After many adventures they reached Colchis. The evil king's beautiful young daughter Medea fell in love with Jason, and used her magic to help outwit her father, and drug the serpent who guarded the Golden Fleece. As Jason and Medea sped away from Colchis in the Argo, Medea killed her brother Absyrtus, and threw his limbs overboard one by one, to make her father stop to collect them. So they got away safely to Greece.
Back in Iolcos they found that the aged Pelias had murdered Aeson and the rest of Jason's family. Medea decided to help. In front of Pelias' daughters she butchered an old ram, boiled him in a pot with some special herbs, and brought out a beautiful young lamb. The ladies, who'd watched the experiment with great interest, decided to give their father the one thing he lacked - youth. They cut him up and boiled him in the pot, just as they'd seen Medea do. He died.
Medea must have thought the people of Iolcos would be grateful and make Jason king - but they weren't. To avoid their anger, Jason and Medea had to leave. Eventually they came to Corinth, where, many years later, the action of the play begins.
"Why can't a woman be more like a man?" [My Fair Lady]
Medea is without doubt Euripides' most misunderstood play. It should be remembered that it was written by a man for an audience of men, and its focus is on what it means to be a man. Traditional arete [manliness, virtue] in Athens had meant acting the hero - like Jason in search of the Golden Fleece. A man's role was to "help his friends and harm his enemies". By so doing he earned time [honour] and doxa [glory]. If he failed to help his friends - or to harm his enemies, he lost status.

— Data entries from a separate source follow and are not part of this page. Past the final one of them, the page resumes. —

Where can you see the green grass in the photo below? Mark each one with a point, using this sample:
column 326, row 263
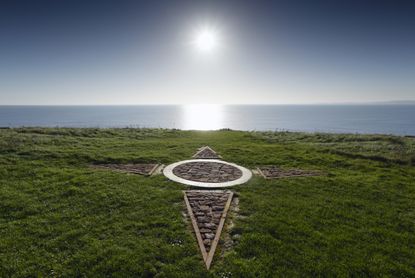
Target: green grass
column 58, row 217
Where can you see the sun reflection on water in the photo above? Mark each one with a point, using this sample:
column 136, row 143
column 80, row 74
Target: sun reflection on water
column 202, row 116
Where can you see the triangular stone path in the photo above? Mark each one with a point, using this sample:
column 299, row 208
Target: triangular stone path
column 206, row 152
column 207, row 210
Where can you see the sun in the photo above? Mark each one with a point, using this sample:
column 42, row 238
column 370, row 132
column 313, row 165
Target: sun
column 206, row 39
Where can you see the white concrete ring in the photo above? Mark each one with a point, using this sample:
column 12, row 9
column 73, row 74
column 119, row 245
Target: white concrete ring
column 246, row 174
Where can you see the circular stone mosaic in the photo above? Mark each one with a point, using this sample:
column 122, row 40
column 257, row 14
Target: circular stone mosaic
column 207, row 173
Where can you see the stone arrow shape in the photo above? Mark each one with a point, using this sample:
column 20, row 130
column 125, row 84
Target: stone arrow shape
column 207, row 210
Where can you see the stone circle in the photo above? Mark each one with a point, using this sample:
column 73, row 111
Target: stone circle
column 207, row 173
column 214, row 172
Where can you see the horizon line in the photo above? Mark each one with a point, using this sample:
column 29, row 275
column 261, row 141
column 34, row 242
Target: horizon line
column 409, row 102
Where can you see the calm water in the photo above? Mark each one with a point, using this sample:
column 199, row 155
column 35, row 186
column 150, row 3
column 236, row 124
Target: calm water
column 388, row 119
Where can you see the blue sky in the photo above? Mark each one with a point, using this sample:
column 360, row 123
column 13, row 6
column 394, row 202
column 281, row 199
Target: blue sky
column 138, row 52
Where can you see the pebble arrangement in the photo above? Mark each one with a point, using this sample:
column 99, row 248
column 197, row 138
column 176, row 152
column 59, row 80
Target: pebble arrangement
column 212, row 172
column 207, row 210
column 270, row 172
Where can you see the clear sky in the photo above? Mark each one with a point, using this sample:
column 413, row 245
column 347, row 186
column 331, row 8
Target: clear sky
column 143, row 52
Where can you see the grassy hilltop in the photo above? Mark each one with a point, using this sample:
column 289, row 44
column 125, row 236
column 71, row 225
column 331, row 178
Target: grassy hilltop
column 60, row 217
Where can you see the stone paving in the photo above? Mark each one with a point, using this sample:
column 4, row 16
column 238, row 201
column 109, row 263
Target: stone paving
column 208, row 210
column 271, row 172
column 205, row 153
column 141, row 169
column 210, row 172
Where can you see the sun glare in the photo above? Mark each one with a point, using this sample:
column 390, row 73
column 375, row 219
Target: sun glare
column 206, row 39
column 202, row 116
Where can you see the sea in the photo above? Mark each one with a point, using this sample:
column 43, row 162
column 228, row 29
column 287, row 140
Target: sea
column 368, row 119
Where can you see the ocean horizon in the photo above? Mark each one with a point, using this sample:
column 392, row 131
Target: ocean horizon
column 396, row 119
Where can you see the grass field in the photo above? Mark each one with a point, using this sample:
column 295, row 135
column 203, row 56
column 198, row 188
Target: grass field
column 61, row 218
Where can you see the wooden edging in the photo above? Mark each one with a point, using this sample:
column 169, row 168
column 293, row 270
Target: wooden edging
column 218, row 232
column 208, row 257
column 195, row 227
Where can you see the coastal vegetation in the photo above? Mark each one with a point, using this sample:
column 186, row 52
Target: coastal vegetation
column 60, row 217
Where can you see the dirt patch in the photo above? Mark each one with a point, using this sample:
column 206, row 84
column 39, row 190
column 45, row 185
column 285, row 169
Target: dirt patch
column 140, row 169
column 274, row 172
column 206, row 153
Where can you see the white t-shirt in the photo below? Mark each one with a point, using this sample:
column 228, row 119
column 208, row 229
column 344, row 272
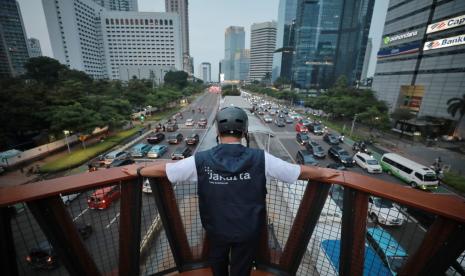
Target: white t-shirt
column 186, row 171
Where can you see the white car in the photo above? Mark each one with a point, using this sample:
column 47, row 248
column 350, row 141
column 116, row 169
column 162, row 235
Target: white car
column 190, row 122
column 382, row 211
column 267, row 119
column 146, row 188
column 367, row 163
column 68, row 198
column 295, row 116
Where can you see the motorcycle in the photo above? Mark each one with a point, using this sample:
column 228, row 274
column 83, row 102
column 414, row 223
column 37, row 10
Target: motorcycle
column 360, row 147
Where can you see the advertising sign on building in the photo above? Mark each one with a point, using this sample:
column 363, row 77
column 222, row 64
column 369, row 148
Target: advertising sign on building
column 446, row 24
column 444, row 42
column 389, row 39
column 406, row 49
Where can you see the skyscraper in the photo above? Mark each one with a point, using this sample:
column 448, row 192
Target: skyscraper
column 118, row 5
column 262, row 46
column 113, row 44
column 366, row 60
column 330, row 41
column 234, row 42
column 77, row 43
column 13, row 42
column 205, row 70
column 181, row 7
column 241, row 65
column 149, row 52
column 34, row 47
column 420, row 62
column 282, row 58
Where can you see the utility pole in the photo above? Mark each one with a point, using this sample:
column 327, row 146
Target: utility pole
column 353, row 124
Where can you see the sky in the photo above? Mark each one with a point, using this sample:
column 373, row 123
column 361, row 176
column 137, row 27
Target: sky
column 207, row 21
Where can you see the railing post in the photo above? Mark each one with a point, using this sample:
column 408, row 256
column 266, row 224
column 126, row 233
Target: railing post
column 58, row 227
column 171, row 218
column 304, row 223
column 442, row 245
column 129, row 232
column 7, row 246
column 354, row 218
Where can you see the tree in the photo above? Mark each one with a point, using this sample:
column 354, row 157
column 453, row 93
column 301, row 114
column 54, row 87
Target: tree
column 44, row 69
column 456, row 105
column 75, row 118
column 176, row 78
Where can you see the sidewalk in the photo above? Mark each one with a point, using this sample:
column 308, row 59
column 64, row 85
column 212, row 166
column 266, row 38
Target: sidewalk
column 419, row 152
column 20, row 176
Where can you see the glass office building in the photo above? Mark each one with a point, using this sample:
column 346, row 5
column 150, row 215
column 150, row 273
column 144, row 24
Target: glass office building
column 14, row 49
column 421, row 61
column 330, row 41
column 234, row 42
column 282, row 58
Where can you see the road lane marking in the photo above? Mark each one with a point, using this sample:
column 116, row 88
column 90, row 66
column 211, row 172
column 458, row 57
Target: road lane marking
column 112, row 221
column 80, row 214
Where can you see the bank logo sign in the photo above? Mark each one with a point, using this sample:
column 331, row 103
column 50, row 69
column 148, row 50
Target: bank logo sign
column 389, row 39
column 444, row 43
column 446, row 24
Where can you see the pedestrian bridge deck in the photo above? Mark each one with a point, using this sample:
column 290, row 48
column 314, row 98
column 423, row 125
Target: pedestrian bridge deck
column 160, row 233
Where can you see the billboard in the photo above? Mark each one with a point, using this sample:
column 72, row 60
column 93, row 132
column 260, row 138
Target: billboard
column 446, row 24
column 389, row 39
column 444, row 42
column 396, row 51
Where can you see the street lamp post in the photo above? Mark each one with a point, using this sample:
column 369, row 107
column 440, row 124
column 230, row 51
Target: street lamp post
column 66, row 132
column 353, row 124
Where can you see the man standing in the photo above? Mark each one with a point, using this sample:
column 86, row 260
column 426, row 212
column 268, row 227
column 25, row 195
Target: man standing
column 232, row 190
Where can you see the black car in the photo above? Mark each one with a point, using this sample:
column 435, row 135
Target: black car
column 302, row 138
column 42, row 257
column 155, row 138
column 342, row 156
column 304, row 157
column 336, row 166
column 202, row 122
column 175, row 138
column 289, row 120
column 316, row 129
column 172, row 127
column 331, row 139
column 279, row 122
column 84, row 229
column 315, row 149
column 121, row 162
column 181, row 153
column 306, row 122
column 192, row 139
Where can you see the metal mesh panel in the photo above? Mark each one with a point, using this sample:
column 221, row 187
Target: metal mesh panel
column 156, row 254
column 188, row 203
column 103, row 218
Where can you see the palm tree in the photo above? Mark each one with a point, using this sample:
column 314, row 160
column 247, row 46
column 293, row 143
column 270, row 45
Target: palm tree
column 456, row 105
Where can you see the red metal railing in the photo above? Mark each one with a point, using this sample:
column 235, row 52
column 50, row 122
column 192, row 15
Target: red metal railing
column 288, row 241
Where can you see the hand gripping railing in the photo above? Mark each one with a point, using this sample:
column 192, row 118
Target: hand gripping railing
column 442, row 244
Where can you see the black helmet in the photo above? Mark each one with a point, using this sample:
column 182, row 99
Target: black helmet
column 232, row 120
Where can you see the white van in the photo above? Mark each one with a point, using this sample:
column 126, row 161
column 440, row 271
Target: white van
column 411, row 172
column 367, row 162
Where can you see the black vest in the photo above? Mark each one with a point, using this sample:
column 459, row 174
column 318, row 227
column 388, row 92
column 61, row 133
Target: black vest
column 232, row 191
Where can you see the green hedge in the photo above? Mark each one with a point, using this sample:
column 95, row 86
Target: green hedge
column 78, row 157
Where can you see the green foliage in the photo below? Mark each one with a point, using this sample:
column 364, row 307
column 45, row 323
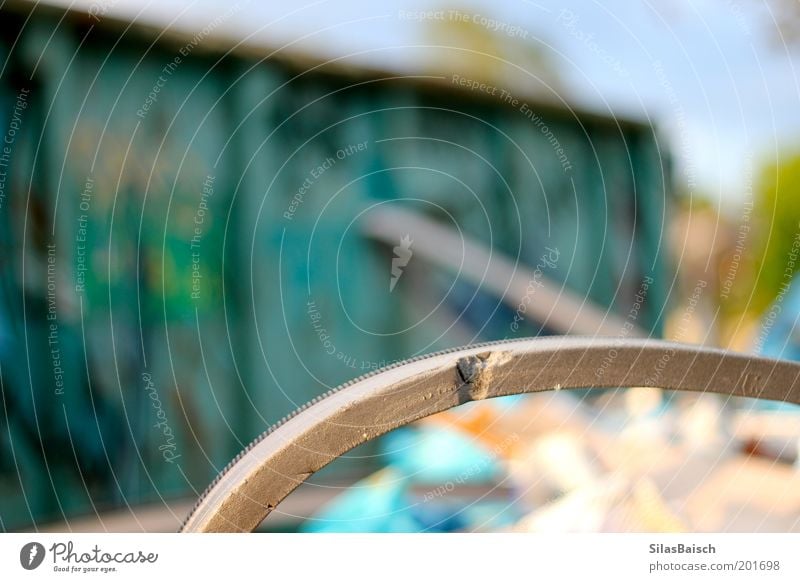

Conversely, the arete of a woman was to be as unobtrusive as possible. In this play Euripides boldy portrays normal masculinity in action, with the twist that the "male" is a woman. As Medea says
"I am loyal to my friends, dangerous to my enemies. To such a life glory belongs."
Euripides is asking his male audience to reconsider their male fixation with honour. When time is pursued by Medea, a foreign woman with whom they'd find it especially hard to empathise, the pursuit apppears dangerous and destructive. With the Athenian democracy voting to go to war almost every single year, it must be time for men to re-evaluate their traditional outlook. Remember the play was produced in 431 BC, the very year that the Peloponnesian War - that was to last 30 years - began between Athens and Sparta. It might be easier to see the flaws in male behaviour, when the man is a woman. If you condemn her behaviour (as surely the audience must) then you condemn the way most males behaved.
Please do not try to see Medea as some empowered ur-heroine of the feminist movement!
Euripides' Medea highlights the way a just cause can lead to injustice. Medea's grievance against Jason is totally justified. She is in the right. But her actions in pursuance of that right are indefensible. She has been treated unjustly. Can there be a wrong way to pursue the source of that injustice? A question for Bush and Blair in February 2003 as they prepared to invade Iraq. Beware of finding you are on Medea's side at the end! Euripides seems to anticipate modern concerns about ends and means. A quotation from another Euripides play, Electra, sums up for me the dilemma faced in unseating Saddam Hussein. Castor (Clytemnestra's brother, now a god) is judging Electra and Orestes for killing their mother, Clytemnestra, who had murdered their father Agamemnon:
"What happened to her was right, but what you did was not."